Heart murmurs are whooshing sounds produced by turbulent flow of blood. Murmurs are diagnosed based on the TIME they occur in the cardiac cycle, their changes in INTENSITY over time, and the auscultation SITE where they are best heard.
Examples of conditions associated with common systolic murmurs include:
– MITRAL valve regurgitation, when the mitral valve does NOT CLOSE properly and blood surges back to the left atrium during systole. The murmur starts at S1, when the AV valves close, and maintains the same intensity for the entire duration of systole. This holosystolic murmur is best heard at the mitral region -the apex, with radiation to the left axilla. Because the valve closure in mitral regurgitation is INcomplete, S1 is often quieter. On the other side of the heart, a TRICUSPID valve regurgitation has similar timing and shape, but it is loudest in the tricuspid area and the sound radiates up, along the left sternal border.

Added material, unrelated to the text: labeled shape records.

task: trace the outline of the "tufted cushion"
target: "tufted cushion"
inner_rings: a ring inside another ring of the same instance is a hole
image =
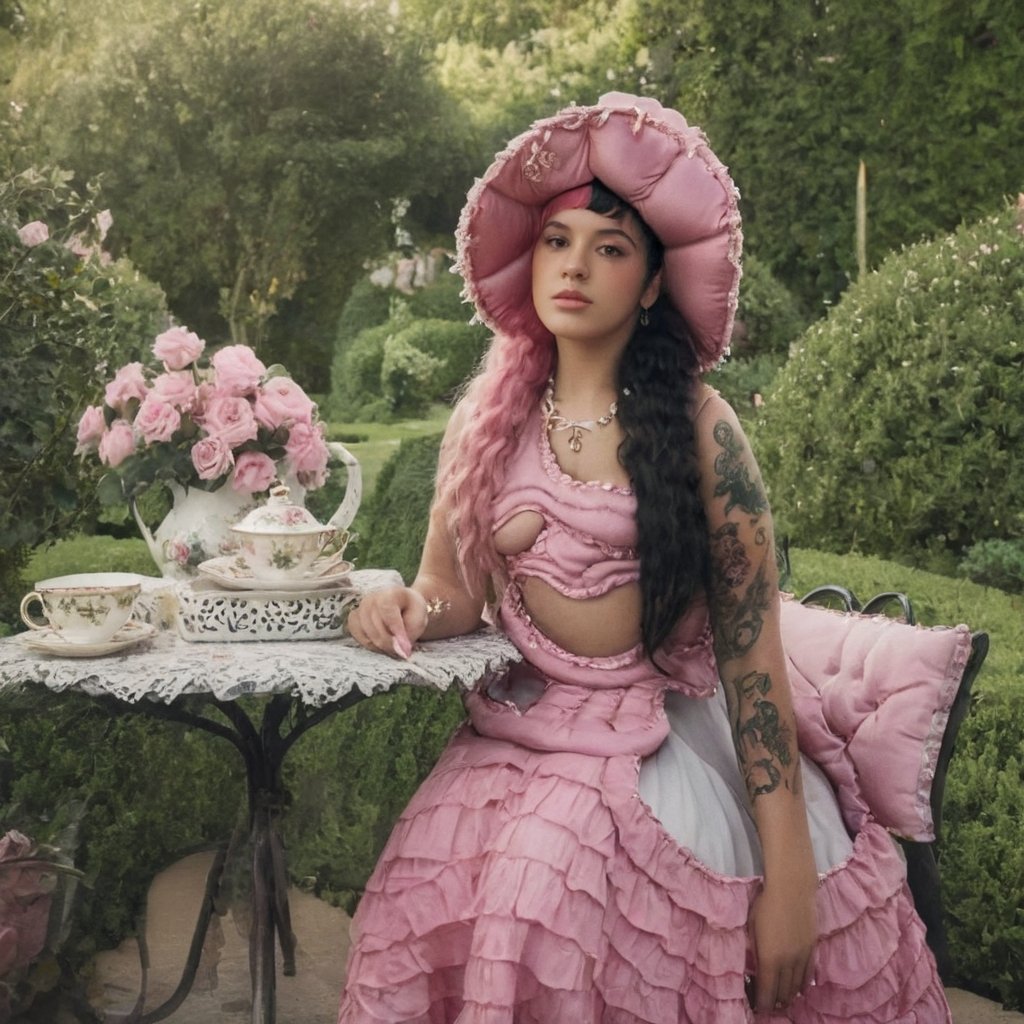
[[[852,765],[859,796],[887,828],[934,840],[932,780],[971,631],[793,599],[781,614],[801,748],[840,785]]]

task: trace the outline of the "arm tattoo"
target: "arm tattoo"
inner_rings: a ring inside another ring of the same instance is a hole
[[[715,472],[719,476],[715,497],[729,496],[725,514],[728,515],[737,505],[751,515],[767,512],[768,499],[761,485],[751,479],[750,470],[739,461],[743,445],[736,440],[732,427],[725,420],[719,420],[712,433],[722,449],[722,453],[715,459]]]
[[[725,523],[712,535],[711,553],[715,564],[715,594],[721,601],[730,591],[742,587],[751,571],[751,559],[734,522]]]
[[[748,563],[749,564],[749,563]],[[715,652],[719,662],[740,657],[757,643],[770,607],[770,588],[762,562],[751,585],[737,597],[721,583],[715,586]]]
[[[779,721],[778,708],[765,699],[771,691],[767,673],[748,673],[736,680],[735,687],[742,705],[734,726],[736,751],[748,792],[755,800],[781,783],[783,769],[793,763],[793,736]],[[740,721],[745,711],[748,717]]]

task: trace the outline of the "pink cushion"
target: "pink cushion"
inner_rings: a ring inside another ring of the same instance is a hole
[[[852,766],[858,796],[887,828],[934,840],[932,780],[971,631],[794,599],[782,602],[781,627],[801,748],[841,792]]]

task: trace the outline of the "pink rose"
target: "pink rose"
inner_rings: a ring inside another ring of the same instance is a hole
[[[102,406],[89,406],[78,421],[78,444],[76,452],[91,452],[99,443],[106,429]]]
[[[206,342],[183,327],[172,327],[157,335],[153,354],[162,359],[168,370],[184,370],[195,362],[206,348]]]
[[[102,242],[114,226],[114,214],[110,210],[100,210],[96,214],[96,227],[99,228],[99,241]]]
[[[11,828],[10,831],[0,836],[0,861],[28,857],[32,850],[32,840],[16,828]]]
[[[228,345],[215,352],[211,362],[217,390],[224,394],[252,394],[266,373],[248,345]]]
[[[132,398],[138,398],[141,401],[145,395],[146,386],[145,377],[142,374],[142,364],[129,362],[122,367],[114,375],[114,380],[106,385],[103,400],[111,409],[124,413],[125,406]]]
[[[99,461],[104,466],[120,466],[135,451],[135,433],[127,420],[115,420],[99,438]]]
[[[210,404],[217,394],[217,389],[209,381],[204,381],[200,384],[200,386],[196,388],[196,401],[193,404],[193,419],[202,420],[203,414],[206,412],[206,407]]]
[[[262,452],[243,452],[234,461],[231,486],[243,494],[252,495],[257,490],[266,490],[276,477],[278,467],[268,455]]]
[[[173,406],[152,394],[138,407],[135,415],[135,429],[146,444],[169,441],[180,426],[181,414]]]
[[[150,395],[187,413],[196,404],[198,388],[190,373],[161,374],[154,380]]]
[[[256,394],[253,412],[268,430],[293,423],[311,423],[316,407],[298,384],[289,377],[268,380]]]
[[[50,229],[41,220],[33,220],[17,229],[17,237],[22,245],[34,249],[49,239]]]
[[[238,395],[215,394],[207,402],[202,423],[208,434],[229,447],[253,440],[259,430],[249,400]]]
[[[285,451],[299,483],[310,489],[324,486],[331,453],[324,441],[322,424],[296,423],[289,431]]]
[[[222,437],[204,437],[193,445],[193,465],[201,480],[216,480],[234,465],[234,457]]]

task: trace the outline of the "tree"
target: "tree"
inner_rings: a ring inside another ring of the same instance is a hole
[[[26,137],[103,175],[114,246],[179,317],[259,347],[303,287],[343,298],[389,242],[393,202],[431,191],[458,153],[457,120],[375,5],[142,6],[144,20],[85,33],[46,86],[52,53],[23,65]],[[312,372],[323,360],[305,354]]]
[[[805,301],[1020,188],[1024,7],[1016,0],[638,0],[648,88],[705,127],[743,193],[750,247]]]

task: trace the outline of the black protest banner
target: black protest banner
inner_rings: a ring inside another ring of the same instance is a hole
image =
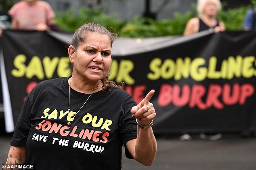
[[[137,102],[155,90],[156,133],[253,130],[255,37],[253,32],[208,33],[156,48],[151,44],[145,52],[113,53],[110,79],[124,81]],[[9,31],[1,38],[16,122],[35,84],[70,73],[67,45],[45,32]]]
[[[67,45],[45,32],[6,30],[1,38],[15,124],[36,85],[70,74],[69,58]]]

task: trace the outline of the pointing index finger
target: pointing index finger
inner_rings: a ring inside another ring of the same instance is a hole
[[[144,98],[144,104],[147,104],[149,102],[151,98],[153,96],[153,95],[155,93],[155,90],[151,90],[147,94],[146,97]]]

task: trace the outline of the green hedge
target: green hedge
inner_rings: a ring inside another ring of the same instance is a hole
[[[223,6],[225,4],[224,3]],[[107,15],[103,8],[97,10],[83,7],[76,14],[73,8],[65,12],[56,12],[56,24],[64,31],[73,32],[86,22],[99,23],[116,32],[120,37],[146,37],[180,35],[183,33],[187,23],[197,14],[195,4],[185,14],[175,12],[172,19],[164,18],[159,21],[136,16],[129,20],[116,19],[116,14]],[[250,6],[228,9],[220,11],[218,18],[223,21],[227,30],[241,30],[243,18]]]

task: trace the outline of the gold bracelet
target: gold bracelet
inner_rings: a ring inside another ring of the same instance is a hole
[[[138,127],[140,127],[142,129],[147,129],[149,127],[151,127],[152,125],[153,125],[153,124],[154,124],[154,121],[152,120],[150,121],[150,122],[149,123],[148,125],[143,126],[143,125],[138,123],[138,120],[137,120],[137,118],[136,118],[135,120],[136,120],[136,122],[137,122],[137,125],[138,125]]]

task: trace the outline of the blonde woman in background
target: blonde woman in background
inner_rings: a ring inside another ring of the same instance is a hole
[[[198,0],[197,9],[198,17],[193,18],[189,20],[184,35],[209,29],[213,29],[216,33],[226,30],[224,23],[216,18],[218,12],[221,9],[221,3],[219,0]]]

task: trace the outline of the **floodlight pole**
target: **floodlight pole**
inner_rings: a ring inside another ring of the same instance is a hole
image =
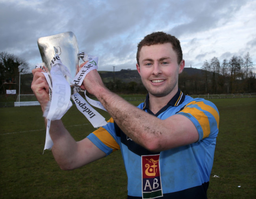
[[[20,71],[20,78],[19,82],[19,106],[20,106],[20,65],[19,66],[19,69]]]
[[[115,85],[115,68],[117,66],[113,66],[113,68],[114,69],[114,75],[113,77],[113,81],[114,83],[114,85]]]

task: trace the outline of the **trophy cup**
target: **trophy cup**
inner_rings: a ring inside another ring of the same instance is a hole
[[[79,67],[78,47],[76,38],[72,32],[67,32],[44,37],[37,40],[37,44],[42,60],[50,71],[51,62],[57,53],[61,62],[69,70],[73,78]],[[71,85],[71,80],[65,77]]]

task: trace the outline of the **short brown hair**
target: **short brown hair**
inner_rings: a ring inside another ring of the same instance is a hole
[[[141,40],[138,44],[138,49],[136,58],[139,65],[139,53],[141,48],[144,46],[163,44],[171,43],[173,46],[173,49],[176,53],[178,64],[179,64],[182,60],[182,51],[181,49],[180,41],[174,36],[163,32],[156,32],[148,35]]]

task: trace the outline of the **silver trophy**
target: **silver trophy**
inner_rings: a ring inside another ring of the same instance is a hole
[[[69,69],[71,77],[76,76],[79,67],[79,57],[76,38],[73,33],[41,37],[37,40],[37,44],[42,60],[49,71],[51,69],[51,61],[57,53],[63,64]]]

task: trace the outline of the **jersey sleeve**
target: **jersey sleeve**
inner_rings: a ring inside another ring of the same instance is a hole
[[[177,114],[186,116],[193,122],[199,134],[198,141],[206,137],[217,137],[219,115],[216,106],[210,101],[195,99]]]
[[[87,137],[107,155],[120,149],[115,134],[114,120],[111,118],[105,126],[100,127]]]

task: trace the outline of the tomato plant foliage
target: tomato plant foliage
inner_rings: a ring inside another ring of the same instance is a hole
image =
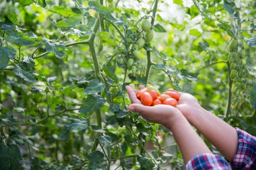
[[[189,2],[1,1],[0,169],[184,168],[168,130],[127,110],[129,83],[255,135],[256,3]]]

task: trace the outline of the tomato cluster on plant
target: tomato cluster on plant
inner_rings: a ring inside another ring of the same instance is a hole
[[[171,89],[161,94],[156,87],[150,85],[138,90],[136,96],[143,105],[148,106],[164,104],[177,107],[180,98],[180,95]]]

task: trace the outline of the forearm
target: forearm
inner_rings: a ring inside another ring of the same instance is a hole
[[[228,160],[232,161],[237,151],[236,130],[201,107],[193,109],[189,122],[206,137]]]
[[[198,155],[211,153],[185,117],[182,116],[177,119],[175,122],[171,122],[170,126],[166,126],[172,131],[186,164]]]

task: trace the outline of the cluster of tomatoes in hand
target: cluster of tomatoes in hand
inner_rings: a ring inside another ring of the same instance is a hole
[[[148,106],[164,104],[177,107],[180,98],[179,94],[172,91],[172,89],[169,89],[161,94],[157,88],[150,85],[147,85],[145,88],[138,90],[136,96],[143,105]]]

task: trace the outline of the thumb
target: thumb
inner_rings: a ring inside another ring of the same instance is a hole
[[[145,112],[150,109],[149,108],[149,106],[146,106],[141,104],[133,103],[128,106],[128,110],[131,112]]]

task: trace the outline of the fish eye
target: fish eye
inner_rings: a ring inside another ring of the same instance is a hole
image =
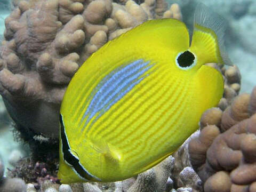
[[[179,53],[175,59],[178,67],[183,70],[188,70],[196,65],[195,55],[189,51]]]

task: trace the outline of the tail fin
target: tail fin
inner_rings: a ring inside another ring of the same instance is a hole
[[[203,62],[202,65],[216,62],[232,66],[224,45],[226,27],[223,18],[203,4],[198,4],[190,50]]]

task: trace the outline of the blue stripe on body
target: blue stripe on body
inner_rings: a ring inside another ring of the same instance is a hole
[[[149,63],[148,61],[138,60],[125,67],[119,67],[107,75],[92,92],[94,95],[91,96],[92,99],[82,118],[83,119],[87,117],[84,127],[98,114],[91,127],[112,106],[142,81],[147,76],[143,75],[153,67]]]

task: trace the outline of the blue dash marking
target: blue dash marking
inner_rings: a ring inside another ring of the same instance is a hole
[[[142,81],[146,76],[139,77],[153,67],[153,65],[147,67],[149,63],[148,61],[138,60],[125,67],[119,67],[99,82],[92,92],[96,93],[83,116],[82,119],[88,116],[84,127],[99,112],[92,125],[94,124],[112,106]]]

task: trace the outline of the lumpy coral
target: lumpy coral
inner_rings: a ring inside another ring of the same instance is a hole
[[[108,41],[154,18],[164,0],[15,1],[0,47],[0,93],[20,130],[57,138],[60,103],[79,66]]]
[[[207,110],[201,128],[189,151],[204,191],[256,191],[256,87],[223,111]]]

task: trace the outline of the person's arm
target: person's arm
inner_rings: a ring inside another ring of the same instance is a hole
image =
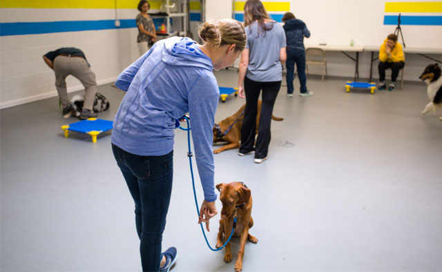
[[[144,27],[143,26],[142,23],[139,23],[138,24],[138,30],[140,30],[140,32],[142,32],[142,33],[143,33],[144,35],[146,35],[148,36],[151,36],[153,39],[157,39],[157,35],[156,35],[156,33],[155,33],[155,27],[153,28],[154,32],[151,33],[151,32],[148,32],[148,31],[147,31],[147,30],[146,30],[144,29]]]
[[[281,63],[281,66],[284,67],[285,61],[287,60],[287,53],[286,51],[287,37],[285,37],[285,31],[282,29],[280,35],[280,46],[279,46],[279,61]]]
[[[192,84],[188,96],[189,114],[192,139],[200,179],[204,195],[198,223],[206,222],[216,215],[215,201],[215,163],[213,159],[213,125],[220,99],[218,87],[207,75],[201,76]],[[205,219],[204,219],[205,216]]]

– AORTIC valve stenosis, when the aortic valve does NOT OPEN properly and blood is forced through a narrow opening. The blood flow starts small, rises to a maximum in mid-systole at the peak of ventricular contraction, then attenuates toward the end of systole. This results in a crescendo-decrescendo, or a diamond-shaped, murmur which starts a short moment after S1. It is often preceded by an ejection click caused by the opening of the STENOTIC valve. Aortic stenosis murmur is loudest in the aortic area and the sound radiates to the carotid arteries in the neck following the direction of blood flow. Again, on the other side of the heart, a PULMONIC stenosis has the same characteristics but is best heard in the pulmonic area and does NOT radiate to the neck.
Other conditions that cause audible systolic murmurs include ventricular septal defect and mitral valve prolapse.
An example of diastolic murmurs is aortic valve regurgitation. This is when the aortic valve does NOT CLOSE properly, resulting in blood flowing back to the left ventricle during diastole- the filling phase. As the blood flows in the REVERSE direction, the murmur is best heard NOT in the aortic area, but rather along the left sternal border. It peaks at the beginning of diastole when the pressure difference is highest, then rapidly decreases as the equilibrium is reached.
Other common diastolic murmurs are associated with pulmonic regurgitation, mitral stenosis and tricuspid stenosis.